Accurate particle track reconstruction will be a major challenge for the High Luminosity LHC experiments. Increase in the expected number of simultaneous collisions and the high detector occupancy will make the algorithms extremely demanding in terms of time and computing resources.
The sheer increase in the number of hits would increase the complexity exponentially, however the finite resolution of the detector and the physical “closeness” of the hits increase the ambiguity of their assignment to a trajectory, making the track reconstruction problem a major obstacle to the correct interpretation of the HL-LHC data. Most methods currently in use are based on the Kalman filter: they have shown to be robust and to provide good physics performance, however, they are expected to scale worse than quadratically.
Designing an algorithm capable of reducing the combinatorial background at the hit level, would provide a much “cleaner” initial seed to the Kalman filter, thus strongly reducing the total processing time.
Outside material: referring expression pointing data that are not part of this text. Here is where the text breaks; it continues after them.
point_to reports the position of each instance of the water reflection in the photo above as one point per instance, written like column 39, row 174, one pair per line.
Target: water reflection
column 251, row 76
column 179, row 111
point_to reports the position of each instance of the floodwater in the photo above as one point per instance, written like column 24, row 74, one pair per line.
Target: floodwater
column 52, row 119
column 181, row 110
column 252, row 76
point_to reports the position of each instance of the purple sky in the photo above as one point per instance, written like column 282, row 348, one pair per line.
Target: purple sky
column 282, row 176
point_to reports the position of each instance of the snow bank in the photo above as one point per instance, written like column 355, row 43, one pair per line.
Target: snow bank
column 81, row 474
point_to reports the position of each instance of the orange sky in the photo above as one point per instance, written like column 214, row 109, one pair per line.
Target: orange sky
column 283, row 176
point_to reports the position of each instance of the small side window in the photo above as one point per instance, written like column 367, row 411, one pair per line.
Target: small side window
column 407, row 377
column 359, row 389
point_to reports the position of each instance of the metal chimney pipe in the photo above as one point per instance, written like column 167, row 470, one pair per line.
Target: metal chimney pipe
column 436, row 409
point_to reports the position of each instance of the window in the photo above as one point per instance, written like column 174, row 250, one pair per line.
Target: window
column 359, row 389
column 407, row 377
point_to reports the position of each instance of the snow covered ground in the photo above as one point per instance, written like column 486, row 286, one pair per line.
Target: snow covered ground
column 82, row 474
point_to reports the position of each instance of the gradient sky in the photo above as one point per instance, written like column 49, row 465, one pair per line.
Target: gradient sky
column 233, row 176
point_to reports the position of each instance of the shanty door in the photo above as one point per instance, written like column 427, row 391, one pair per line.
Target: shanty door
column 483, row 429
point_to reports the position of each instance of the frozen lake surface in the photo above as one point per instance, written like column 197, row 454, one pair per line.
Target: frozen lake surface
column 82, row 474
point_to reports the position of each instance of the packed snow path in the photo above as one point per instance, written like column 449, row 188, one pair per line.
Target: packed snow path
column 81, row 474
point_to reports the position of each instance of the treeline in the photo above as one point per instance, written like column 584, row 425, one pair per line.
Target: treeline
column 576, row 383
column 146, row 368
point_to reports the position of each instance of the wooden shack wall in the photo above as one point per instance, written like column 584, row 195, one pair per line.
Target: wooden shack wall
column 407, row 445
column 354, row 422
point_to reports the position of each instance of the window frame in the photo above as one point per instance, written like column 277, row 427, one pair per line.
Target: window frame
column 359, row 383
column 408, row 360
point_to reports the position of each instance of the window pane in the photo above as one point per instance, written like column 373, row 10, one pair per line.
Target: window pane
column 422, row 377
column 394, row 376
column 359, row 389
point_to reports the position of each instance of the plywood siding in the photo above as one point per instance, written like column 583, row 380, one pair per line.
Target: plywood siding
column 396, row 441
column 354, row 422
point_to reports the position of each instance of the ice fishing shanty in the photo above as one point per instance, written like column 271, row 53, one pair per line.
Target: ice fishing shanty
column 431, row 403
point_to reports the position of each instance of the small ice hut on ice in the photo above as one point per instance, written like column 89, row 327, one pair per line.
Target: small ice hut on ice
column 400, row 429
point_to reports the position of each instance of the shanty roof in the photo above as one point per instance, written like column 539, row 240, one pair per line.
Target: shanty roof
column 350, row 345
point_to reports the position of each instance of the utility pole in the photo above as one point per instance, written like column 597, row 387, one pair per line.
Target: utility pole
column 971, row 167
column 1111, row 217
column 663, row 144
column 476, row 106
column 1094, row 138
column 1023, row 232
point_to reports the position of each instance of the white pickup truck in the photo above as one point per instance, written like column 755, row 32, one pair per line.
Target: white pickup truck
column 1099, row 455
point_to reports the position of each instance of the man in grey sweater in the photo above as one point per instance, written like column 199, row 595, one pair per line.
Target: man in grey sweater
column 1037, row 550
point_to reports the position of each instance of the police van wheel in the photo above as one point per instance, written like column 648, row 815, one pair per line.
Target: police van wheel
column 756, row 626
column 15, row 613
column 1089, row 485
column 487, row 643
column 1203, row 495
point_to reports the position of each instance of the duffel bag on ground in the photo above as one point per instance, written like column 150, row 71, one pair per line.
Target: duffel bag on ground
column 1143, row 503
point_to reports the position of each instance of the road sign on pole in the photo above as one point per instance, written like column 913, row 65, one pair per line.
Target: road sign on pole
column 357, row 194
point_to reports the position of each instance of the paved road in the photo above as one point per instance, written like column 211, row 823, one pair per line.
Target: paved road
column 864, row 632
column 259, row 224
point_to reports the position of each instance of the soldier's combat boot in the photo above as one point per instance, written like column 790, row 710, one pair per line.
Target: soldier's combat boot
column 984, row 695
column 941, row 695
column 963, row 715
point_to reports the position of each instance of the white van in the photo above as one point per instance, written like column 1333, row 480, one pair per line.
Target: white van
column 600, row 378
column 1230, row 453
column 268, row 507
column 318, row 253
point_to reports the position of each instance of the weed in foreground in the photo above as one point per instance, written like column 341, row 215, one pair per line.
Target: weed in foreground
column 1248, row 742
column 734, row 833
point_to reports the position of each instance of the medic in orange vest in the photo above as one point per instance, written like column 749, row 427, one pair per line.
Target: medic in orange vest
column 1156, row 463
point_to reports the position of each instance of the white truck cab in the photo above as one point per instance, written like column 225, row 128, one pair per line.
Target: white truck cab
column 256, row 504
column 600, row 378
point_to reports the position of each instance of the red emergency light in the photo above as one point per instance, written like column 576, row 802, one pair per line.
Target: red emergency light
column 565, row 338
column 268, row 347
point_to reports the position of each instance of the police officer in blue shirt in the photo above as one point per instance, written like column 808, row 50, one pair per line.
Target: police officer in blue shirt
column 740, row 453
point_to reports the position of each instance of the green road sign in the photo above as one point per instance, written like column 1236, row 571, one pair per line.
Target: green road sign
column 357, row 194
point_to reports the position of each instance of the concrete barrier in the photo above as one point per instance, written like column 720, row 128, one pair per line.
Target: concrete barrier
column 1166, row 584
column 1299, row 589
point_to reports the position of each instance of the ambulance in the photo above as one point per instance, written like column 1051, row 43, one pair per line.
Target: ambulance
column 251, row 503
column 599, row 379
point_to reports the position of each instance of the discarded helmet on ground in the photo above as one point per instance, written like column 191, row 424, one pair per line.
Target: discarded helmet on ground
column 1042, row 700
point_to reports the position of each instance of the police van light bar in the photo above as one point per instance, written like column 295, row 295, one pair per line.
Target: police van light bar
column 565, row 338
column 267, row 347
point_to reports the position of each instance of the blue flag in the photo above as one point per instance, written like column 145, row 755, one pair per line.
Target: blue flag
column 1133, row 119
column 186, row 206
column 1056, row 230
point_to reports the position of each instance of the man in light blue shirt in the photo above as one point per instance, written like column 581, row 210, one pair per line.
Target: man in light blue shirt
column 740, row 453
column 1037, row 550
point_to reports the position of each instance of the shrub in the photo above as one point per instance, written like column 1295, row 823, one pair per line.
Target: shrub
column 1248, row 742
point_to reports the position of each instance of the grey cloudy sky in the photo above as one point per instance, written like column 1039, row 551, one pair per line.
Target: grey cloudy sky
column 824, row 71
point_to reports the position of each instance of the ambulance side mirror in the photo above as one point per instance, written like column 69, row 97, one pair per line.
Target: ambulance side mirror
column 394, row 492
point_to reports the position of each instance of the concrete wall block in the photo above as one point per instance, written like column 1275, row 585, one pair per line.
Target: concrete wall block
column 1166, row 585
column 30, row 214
One of the salient features of Quantum Computers is the ability to evaluate a very large number of states simultaneously, making them an ideal instrument for searches in a large parameter space and, in fact, different R&D initiatives are exploring how Quantum Tracking Algorithms could leverage such capabilities. In this paper we present our work on the implementation of a quantum-based track finding algorithm aimed at reducing combinatorial background during the initial seeding stage. We use the publicly available dataset designed for last year’s kaggle TrackML challenge.